Description

Calculates the fraction of reads from cross-sample contamination based on summary tables from getpileupsummaries. Output to be used with filtermutectcalls.

Input

name:type
description
pattern

meta:map

Groovy Map containing sample information e.g. [ id:‘test’ ]

pileup:file

File containing the pileups summary table of a tumor sample to be used to calculate contamination.

*.pileups.table

matched:file

File containing the pileups summary table of a normal sample that matches with the tumor sample specified in pileup argument.
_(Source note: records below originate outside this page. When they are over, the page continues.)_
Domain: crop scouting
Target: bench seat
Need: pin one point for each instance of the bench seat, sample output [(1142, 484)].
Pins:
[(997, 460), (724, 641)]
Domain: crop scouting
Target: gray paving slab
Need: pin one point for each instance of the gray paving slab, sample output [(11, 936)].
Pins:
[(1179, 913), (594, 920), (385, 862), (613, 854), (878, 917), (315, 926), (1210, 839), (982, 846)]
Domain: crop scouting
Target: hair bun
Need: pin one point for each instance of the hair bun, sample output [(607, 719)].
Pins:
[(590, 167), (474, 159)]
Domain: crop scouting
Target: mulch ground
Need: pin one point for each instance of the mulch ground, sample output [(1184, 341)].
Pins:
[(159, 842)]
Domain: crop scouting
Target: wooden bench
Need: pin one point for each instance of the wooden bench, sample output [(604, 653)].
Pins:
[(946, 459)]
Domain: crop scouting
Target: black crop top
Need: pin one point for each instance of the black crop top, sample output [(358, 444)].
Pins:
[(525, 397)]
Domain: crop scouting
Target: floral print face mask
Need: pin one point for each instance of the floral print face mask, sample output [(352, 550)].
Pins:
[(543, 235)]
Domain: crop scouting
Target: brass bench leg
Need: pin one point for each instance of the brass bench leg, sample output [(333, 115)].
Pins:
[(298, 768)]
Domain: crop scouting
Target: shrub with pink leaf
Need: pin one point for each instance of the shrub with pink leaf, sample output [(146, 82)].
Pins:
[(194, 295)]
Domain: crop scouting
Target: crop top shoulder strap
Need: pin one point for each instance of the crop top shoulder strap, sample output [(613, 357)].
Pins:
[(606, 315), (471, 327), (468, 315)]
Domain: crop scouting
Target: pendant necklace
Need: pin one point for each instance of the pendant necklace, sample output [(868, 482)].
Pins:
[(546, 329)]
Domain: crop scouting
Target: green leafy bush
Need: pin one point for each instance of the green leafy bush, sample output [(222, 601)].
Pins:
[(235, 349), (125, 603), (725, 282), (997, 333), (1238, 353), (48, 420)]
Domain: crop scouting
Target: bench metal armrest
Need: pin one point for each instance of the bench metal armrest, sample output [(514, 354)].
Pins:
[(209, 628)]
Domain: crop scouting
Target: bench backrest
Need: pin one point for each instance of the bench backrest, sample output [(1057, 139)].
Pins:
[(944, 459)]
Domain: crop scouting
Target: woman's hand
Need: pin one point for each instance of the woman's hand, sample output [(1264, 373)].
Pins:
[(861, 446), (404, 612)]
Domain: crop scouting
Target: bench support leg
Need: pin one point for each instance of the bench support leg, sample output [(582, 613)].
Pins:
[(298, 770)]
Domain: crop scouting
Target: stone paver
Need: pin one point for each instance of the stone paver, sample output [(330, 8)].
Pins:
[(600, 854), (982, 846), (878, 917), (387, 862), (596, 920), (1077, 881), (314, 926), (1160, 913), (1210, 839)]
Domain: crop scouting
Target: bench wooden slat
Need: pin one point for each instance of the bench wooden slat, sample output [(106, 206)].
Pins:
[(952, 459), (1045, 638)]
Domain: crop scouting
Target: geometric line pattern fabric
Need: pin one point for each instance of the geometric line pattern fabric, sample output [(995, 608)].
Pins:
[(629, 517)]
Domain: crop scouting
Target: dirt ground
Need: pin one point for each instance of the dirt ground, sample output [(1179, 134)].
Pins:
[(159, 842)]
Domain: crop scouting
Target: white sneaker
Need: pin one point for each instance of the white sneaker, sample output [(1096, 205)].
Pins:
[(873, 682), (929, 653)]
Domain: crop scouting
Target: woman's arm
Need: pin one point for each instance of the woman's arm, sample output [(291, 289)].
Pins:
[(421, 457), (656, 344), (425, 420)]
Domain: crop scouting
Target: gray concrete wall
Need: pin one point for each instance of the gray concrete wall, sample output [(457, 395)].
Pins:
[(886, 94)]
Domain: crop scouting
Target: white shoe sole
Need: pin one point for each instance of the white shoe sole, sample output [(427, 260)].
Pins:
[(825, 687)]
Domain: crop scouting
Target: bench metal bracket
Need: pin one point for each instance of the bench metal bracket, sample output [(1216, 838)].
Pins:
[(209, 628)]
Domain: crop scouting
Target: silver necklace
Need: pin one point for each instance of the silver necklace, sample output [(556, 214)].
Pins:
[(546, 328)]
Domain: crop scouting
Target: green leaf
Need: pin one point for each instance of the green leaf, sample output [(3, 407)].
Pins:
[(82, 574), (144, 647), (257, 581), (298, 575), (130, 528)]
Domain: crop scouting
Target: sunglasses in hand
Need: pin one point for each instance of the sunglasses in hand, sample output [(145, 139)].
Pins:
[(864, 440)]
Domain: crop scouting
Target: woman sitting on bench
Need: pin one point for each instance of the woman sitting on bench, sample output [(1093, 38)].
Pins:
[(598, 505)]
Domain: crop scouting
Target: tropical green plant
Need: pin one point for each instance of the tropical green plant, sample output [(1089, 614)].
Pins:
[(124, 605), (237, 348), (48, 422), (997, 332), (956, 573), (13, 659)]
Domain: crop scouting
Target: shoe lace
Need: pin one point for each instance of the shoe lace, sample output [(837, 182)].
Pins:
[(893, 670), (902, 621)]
This is an optional input.

*.pileups.table

Output

name:type
description
pattern

contamination

meta:file

File containing the contamination table.

*.contamination.table

*.contamination.table:file

File containing the contamination table.

*.contamination.table

segmentation

meta:file

output table containing segmentation of tumor minor allele fractions (optional)

*.segmentation.table

*.segmentation.table:file

output table containing segmentation of tumor minor allele fractions (optional)

*.segmentation.table

versions

versions.yml:file

File containing software versions

versions.yml

Tools

gatk4
Apache-2.0

Developed in the Data Sciences Platform at the Broad Institute, the toolkit offers a wide variety of tools with a primary focus on variant discovery and genotyping. Its powerful processing engine and high-performance computing features make it capable of taking on projects of any size.